Sıra, eğitimde kalite(!)nin arttırılmasına geldi.
• Toplam Kalite Yönetimi, neo-liberalizmin temel felsefesi ve olamazsa olmazıdır. Bir işletme modeli olan TKY, üretimin her unsurunun daha fazla kar için yeniden düzenlenmesidir. İlk denemesi OGYE olarak MLO’larda karşımıza çıktı.
TKY ile hedeflenen:
• Ekip çalışması ve kârı arttırmaya dönük yüksek performansı esas alır.
• Tam anlamıyla çalışanlar arasında rekabeti körükleyen, iş barışını bozan ve çalışanları bireyleştiren bir sistemdir.

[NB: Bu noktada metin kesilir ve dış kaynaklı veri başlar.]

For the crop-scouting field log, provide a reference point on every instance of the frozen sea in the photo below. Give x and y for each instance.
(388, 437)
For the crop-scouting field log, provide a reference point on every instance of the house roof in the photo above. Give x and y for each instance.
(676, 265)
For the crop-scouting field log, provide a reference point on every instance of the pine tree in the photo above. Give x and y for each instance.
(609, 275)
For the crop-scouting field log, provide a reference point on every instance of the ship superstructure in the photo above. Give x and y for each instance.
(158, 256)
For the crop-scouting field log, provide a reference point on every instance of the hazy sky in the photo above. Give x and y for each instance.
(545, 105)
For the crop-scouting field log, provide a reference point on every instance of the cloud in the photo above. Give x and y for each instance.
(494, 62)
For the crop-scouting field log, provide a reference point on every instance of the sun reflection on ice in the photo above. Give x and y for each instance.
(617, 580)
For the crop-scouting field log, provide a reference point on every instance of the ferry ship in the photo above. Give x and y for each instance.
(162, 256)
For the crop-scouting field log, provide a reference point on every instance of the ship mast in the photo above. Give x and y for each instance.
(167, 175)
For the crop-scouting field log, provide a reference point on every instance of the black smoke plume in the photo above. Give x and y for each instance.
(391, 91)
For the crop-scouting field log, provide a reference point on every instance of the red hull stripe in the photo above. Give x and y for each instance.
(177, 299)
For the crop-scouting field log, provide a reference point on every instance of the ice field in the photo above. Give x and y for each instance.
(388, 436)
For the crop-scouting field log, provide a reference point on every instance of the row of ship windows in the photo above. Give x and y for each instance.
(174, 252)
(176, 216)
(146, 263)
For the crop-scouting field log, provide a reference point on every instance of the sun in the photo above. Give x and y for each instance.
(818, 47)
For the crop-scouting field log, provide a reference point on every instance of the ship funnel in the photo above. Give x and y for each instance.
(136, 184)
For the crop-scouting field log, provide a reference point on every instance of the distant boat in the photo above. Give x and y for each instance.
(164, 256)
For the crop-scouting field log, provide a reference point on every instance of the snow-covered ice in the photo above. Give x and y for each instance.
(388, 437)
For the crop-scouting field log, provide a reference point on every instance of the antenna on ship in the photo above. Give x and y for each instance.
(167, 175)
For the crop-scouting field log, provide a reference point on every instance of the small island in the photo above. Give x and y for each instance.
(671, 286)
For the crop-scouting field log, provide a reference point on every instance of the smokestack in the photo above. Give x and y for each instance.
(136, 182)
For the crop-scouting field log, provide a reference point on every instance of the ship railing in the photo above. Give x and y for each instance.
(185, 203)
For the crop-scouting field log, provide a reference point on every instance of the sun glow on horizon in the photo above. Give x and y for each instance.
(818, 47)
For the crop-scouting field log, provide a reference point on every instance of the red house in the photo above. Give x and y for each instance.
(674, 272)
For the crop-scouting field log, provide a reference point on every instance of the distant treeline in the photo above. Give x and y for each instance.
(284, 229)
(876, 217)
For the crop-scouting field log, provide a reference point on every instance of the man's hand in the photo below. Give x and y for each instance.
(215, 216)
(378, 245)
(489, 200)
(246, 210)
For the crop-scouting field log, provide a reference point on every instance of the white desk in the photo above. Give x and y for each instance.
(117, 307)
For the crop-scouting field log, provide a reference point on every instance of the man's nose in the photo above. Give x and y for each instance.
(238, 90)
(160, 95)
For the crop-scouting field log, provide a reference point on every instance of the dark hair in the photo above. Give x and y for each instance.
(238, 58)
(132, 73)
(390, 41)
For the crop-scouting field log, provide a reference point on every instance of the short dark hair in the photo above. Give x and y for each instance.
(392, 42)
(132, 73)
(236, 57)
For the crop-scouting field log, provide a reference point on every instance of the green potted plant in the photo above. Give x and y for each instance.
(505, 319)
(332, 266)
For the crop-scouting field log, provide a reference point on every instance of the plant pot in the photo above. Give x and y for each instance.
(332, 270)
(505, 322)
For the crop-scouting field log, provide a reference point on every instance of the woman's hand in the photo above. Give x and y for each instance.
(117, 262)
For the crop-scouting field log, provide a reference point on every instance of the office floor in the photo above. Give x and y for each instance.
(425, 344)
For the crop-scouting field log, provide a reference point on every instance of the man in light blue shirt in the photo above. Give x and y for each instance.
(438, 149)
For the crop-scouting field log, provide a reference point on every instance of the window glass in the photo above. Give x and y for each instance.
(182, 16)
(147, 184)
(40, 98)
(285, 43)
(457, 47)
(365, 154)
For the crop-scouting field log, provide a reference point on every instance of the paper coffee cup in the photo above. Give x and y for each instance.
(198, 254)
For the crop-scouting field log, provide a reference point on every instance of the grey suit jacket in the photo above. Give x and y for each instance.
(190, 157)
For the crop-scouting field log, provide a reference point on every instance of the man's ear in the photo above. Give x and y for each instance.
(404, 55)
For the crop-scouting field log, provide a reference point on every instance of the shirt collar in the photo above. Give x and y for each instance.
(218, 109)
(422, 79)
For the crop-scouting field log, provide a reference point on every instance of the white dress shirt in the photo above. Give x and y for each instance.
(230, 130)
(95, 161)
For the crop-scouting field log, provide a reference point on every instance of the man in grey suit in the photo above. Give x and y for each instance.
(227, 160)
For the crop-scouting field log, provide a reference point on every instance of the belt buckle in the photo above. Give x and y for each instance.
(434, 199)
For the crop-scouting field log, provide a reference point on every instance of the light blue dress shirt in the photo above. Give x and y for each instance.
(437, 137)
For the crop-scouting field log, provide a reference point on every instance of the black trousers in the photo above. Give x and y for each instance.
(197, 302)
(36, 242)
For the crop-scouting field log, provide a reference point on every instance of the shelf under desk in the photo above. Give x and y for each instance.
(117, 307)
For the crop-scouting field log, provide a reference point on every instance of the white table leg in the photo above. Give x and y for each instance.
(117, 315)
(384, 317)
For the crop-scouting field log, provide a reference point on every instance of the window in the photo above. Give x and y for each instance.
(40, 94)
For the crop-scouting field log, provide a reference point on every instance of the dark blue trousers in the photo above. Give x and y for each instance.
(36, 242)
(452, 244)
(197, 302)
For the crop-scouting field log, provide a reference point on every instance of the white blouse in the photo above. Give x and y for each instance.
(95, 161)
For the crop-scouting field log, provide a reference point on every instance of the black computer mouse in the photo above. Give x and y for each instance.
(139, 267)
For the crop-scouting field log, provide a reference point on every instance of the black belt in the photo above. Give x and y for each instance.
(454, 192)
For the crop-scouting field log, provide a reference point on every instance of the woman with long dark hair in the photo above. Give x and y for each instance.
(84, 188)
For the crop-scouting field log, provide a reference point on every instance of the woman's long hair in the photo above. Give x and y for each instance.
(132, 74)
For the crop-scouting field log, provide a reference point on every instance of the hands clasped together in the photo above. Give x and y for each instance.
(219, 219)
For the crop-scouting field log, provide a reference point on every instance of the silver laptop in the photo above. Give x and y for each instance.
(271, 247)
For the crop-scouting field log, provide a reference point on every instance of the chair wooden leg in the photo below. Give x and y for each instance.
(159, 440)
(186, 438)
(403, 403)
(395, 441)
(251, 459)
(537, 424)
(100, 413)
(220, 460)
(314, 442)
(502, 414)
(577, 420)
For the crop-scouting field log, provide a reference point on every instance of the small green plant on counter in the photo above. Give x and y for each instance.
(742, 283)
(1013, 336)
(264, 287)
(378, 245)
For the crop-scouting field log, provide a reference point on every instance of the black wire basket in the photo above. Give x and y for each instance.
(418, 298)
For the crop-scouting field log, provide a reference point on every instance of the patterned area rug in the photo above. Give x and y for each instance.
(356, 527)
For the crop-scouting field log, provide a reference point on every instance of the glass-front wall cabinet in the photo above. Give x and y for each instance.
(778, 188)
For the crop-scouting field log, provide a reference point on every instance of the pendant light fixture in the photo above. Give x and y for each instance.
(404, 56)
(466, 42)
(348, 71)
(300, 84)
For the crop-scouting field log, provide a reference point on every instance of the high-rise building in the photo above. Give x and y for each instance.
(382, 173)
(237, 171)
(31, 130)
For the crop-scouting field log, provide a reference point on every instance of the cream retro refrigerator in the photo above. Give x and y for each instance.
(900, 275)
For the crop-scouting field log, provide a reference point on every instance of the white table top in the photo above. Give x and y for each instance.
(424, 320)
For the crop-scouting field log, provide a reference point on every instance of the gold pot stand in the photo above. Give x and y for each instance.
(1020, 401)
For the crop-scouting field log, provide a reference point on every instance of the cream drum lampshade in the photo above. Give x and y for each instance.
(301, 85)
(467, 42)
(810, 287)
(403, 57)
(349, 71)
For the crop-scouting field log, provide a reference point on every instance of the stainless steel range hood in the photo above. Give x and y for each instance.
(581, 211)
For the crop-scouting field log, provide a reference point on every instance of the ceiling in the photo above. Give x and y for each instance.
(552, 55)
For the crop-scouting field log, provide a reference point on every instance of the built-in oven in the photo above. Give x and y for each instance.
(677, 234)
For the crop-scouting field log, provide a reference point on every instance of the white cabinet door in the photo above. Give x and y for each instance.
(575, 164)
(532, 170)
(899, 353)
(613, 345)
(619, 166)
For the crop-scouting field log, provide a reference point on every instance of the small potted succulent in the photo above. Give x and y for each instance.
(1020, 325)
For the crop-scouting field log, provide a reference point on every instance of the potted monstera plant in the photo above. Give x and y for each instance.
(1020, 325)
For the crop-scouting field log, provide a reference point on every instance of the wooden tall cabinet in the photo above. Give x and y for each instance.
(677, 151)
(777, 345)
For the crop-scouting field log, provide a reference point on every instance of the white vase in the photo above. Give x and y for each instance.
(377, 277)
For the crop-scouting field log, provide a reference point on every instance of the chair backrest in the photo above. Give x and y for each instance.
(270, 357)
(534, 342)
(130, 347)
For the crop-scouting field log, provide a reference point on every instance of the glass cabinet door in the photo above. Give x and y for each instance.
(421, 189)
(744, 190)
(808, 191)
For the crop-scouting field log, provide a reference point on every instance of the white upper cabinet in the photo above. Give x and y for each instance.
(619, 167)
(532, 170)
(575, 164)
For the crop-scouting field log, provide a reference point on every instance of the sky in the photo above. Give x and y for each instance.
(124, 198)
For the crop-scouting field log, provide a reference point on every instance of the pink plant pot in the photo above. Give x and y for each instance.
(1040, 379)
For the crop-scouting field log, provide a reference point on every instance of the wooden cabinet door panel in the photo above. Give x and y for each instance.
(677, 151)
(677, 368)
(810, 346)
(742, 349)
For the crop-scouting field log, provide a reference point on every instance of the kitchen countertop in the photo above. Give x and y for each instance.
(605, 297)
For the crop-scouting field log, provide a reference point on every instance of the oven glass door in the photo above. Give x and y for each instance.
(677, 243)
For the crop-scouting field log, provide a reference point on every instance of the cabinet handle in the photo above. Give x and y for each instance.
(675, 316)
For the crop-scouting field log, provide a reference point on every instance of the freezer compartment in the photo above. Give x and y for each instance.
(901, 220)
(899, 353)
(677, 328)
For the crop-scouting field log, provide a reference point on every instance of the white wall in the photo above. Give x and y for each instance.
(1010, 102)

• İşveren, bir yandan rekabeti kızıştırıp maksimum verime ve kâra ulaşmayı hedefliyor, öte yandan dayanışma duygusunun olmadığı bir işyerinde çalışanların örgütlenmesini yok etmiş oluyor.
TKY ve Sözleşmeli Öğretmenlik
2010 yılına kadar uyum yasaları ve tam uygulamanın bitirilmesi gerektiği taahhüt edilmiştir. 650 bin öğretmenin tamamının sözleşmeli olması anlamına gelen “personel rejimi yasası”, taslak olarak hazır. Sancısız geçiş için sözleşmeli öğretmen alımı yavaştan-hızlıya doğru işletiliyor. Bugün sözleşmeli öğretmen sayısı 250 bine ulaşmak üzeredir. 450 bin kadrolu öğretmen sayısı biraz daha eritilecek ve sancısız geçiş sağlanmış olacaktır. Öte yandan Sözleşmesinin her an feshedilme tehdidi ile karşı karşıya olan bir öğretmeni TKY ekipleri içerisinde çalıştırmak, çok zor değildir. Verilen her işi olağanüstü bir çaba ile yerine getirmeye mahkum olarak görüldüğü için TKY’nin güvencesizler eliyle daha kolay hayata geçirileceği düşünülmektedir. Bu da kadrolular-güvencesizler ayırımını pekiştirecek ve çalışma barışını tehdit edecek bir tehlikedir.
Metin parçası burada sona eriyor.